Italian magazine (1764–1766)

Il Caffè (Italian, 'The Coffeehouse') was magazine headquartered in Milan between 1764 and 1766. It was the most significant publication of the Enlightenment period in the country. A notable contributor to Il Caffè was the philosopher and economist Cesare Beccaria, author of the influential treatise Dei delitti e delle pene (1764; On Crimes and Punishments).

==History and profile==
Il Caffè was first published in June 1764. To evade Austrian censorship, the magazine was printed in Brescia (then belonging to the Republic of Venice). The original run consisted of 74 numbers. These were collected into two volumes. Founded by the brothers Pietro and Alessandro Verri, Il Caffè came out every ten days from June 1764 to May 1766. It was influenced by the thought of the French philosophes and exerted a notable influence on contemporary Italian culture and political life. Consciously evoking Addison's and Steele's Spectator, the journal shared with the English paper a use of irony as a weapon against contemporary morals and customs, but was imbued with a more immediate political purpose. The articles dealt with a wide range of subjects, from natural history to medicine, philosophy, music, ethics, law, and literature, all expounding the same theme: the need for social, economic, and political reform.

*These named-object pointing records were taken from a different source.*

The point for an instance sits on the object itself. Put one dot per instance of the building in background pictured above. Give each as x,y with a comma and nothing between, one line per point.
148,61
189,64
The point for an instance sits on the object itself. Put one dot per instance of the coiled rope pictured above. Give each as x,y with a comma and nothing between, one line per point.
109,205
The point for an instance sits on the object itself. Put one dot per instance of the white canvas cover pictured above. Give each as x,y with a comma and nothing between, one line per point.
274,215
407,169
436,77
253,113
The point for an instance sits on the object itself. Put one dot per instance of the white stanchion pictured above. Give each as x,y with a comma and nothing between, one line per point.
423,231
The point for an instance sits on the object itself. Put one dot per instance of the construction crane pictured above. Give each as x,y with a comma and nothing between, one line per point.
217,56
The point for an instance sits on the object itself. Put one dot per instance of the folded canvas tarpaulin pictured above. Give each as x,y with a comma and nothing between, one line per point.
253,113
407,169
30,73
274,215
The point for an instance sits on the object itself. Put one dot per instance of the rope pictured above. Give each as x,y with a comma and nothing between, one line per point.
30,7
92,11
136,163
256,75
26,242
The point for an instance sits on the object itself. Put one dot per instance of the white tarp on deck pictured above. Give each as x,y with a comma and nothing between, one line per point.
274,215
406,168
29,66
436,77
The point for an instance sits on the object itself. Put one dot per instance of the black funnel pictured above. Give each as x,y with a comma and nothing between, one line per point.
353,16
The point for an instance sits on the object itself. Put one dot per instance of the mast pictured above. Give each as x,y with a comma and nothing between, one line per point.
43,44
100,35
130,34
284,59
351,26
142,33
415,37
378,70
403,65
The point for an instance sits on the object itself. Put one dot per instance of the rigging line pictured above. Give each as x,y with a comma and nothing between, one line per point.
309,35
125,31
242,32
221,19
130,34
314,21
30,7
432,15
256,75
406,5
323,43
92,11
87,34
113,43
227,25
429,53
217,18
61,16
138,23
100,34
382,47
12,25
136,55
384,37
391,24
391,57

Articles took the form of reported discussions between the cultured clients of Demetrio, the Greek owner of a Milanese coffeehouse. The aim was to challenge the reader. On social and economic matters, the journal reflected the arguments and proposals for reform which emerged from the debates of the members of the Accademia dei Pugni, the name given to the group of intellectuals who met under the inspiration of Pietro Verri. In other areas it contained contributions by Beccaria on aesthetics, Pietro Verri's defence of Goldoni's theatre against the attacks of Baretti, Gian Rinaldo Carli's essay on the cultural unity of Italians, and the anti-purist arguments of the Verri brothers for an Italian language closer to common usage.

Among its other contributors were the Carlo Sebastiano Franci and Alfonso Longo, the mathematician Paolo Frisi, the polymath Roger Joseph Boscovich and the optician François de Baillou. Il Caffè was lambasted by Baretti, but it gained favor all over Europe. The magazine was folded in May 1766 due to disputes between Verri and Beccaria.